Kalifornians should be proud of our gross negligence, dereliction of duty, malfeasance in office and technical incompetence in our quest to save the Planet for the People and drive out the bourgeois farmers.
As you know, the Trump Regime squandered our Federal aid entitlement for some aircraft to be used to kill middle eastern peasants, so tomorrow we’re having a 10k run fundraiser in Beverly Hills for the Delta Smelt and our glorious high speed railroad. We’ll have categories for six age brackets and six genders, so all can feel good helping the Cause.
^Dick 4
“Bourgeois farmers” = Kulaks = enemies of the proletariat, according to Comrade Stalin. It is unknown exactly how many of them he killed; estimates range from several hundred thousand to several million. See “dekulakization”.
What’s disheartening is that the High Speed Fail Project cannot meet the legal requirements for the project.
In other words, since the law isn’t being followed, the project should be dead in its tracks.
However, since laws are only for the little people, full steam ahead!
Only morons have any liking for high speed rail. I’m from FL, where our governor and legislature shot down the idea of HSR from Tampa to Orlando (which takes about and hour to drive). Over any distance where high speed travel makes sense, HSR cannot compete with airplanes.

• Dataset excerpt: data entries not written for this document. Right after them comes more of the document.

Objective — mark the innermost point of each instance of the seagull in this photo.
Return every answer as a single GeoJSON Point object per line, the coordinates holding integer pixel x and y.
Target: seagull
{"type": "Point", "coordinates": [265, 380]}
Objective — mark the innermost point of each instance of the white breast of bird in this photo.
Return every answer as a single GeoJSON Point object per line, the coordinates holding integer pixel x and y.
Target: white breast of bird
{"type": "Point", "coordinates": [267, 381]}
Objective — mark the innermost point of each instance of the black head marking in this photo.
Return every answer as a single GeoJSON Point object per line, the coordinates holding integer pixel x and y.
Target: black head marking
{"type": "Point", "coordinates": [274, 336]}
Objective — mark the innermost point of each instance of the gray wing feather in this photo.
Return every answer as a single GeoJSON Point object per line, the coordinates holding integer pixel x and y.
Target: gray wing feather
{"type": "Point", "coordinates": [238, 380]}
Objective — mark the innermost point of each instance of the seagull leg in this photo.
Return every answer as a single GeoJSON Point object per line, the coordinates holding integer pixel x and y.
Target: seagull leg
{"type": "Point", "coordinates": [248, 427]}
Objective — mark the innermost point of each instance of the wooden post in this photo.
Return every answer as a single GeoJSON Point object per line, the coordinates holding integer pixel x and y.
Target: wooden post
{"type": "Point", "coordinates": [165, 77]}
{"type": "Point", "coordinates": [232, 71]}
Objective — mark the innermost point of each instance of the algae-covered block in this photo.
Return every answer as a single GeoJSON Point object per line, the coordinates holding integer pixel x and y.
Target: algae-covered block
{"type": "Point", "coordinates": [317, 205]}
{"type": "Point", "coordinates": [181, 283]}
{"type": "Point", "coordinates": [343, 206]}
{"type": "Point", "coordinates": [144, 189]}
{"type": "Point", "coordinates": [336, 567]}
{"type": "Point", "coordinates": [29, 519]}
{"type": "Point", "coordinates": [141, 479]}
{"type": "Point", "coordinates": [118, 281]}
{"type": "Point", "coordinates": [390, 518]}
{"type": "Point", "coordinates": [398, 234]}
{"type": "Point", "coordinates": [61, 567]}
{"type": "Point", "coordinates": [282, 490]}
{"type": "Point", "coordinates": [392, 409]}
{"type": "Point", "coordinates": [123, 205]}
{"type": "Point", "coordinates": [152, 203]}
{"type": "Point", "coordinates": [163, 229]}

HSR has to operate like an express elevator. You can’t stop every 10 miles for a station, otherwise your average speed is just crap. It also cannot share rails with slower traffic, so you need a separate roadbed for it. Airplanes only need airports at the destinations. HSR needs a roadbed from point A to point B. It has to be built and maintained to very high standards.
Compare the costs of travel between two reasonably distant cites: car, bus, Amtrak (which is subsidized, so their ticket prices are artificially low), and airlines. My example: Orlando to DC. Car is cheapest, and according to Mapquest would take about 13 hours to drive the 850 miles (cost will vary based on your car, but 30 MPG will cost about $64 in gas, and eventually about the same amount in maintenance). Amtrak and Greyhound will take about 24 hours for about $200 (last time I checked). Airlines cost about $200 and take about 2 hours for the flight. HSR will HAVE to cost more than Amtrak. It will have to have its own roadbed, whereas Amtrak rents time on existing freight lines, so that makes Amtrak’s roadbed costs cheaper. It will have to have higher energy costs, since Amtrak does about 80 MPH and HSR would be going say, 3 times as fast, so you’d have 9 times the energy costs just for the increase in air resistance (parasitic drag is a square function – 3 times the speed means 9 times the parasitic drag). Assuming that HSR doesn’t stop along the way (and it WILL), it would take HSR 3.5 hours at 240 MPH to make the trip.
So who’s going to pay more to get there slower?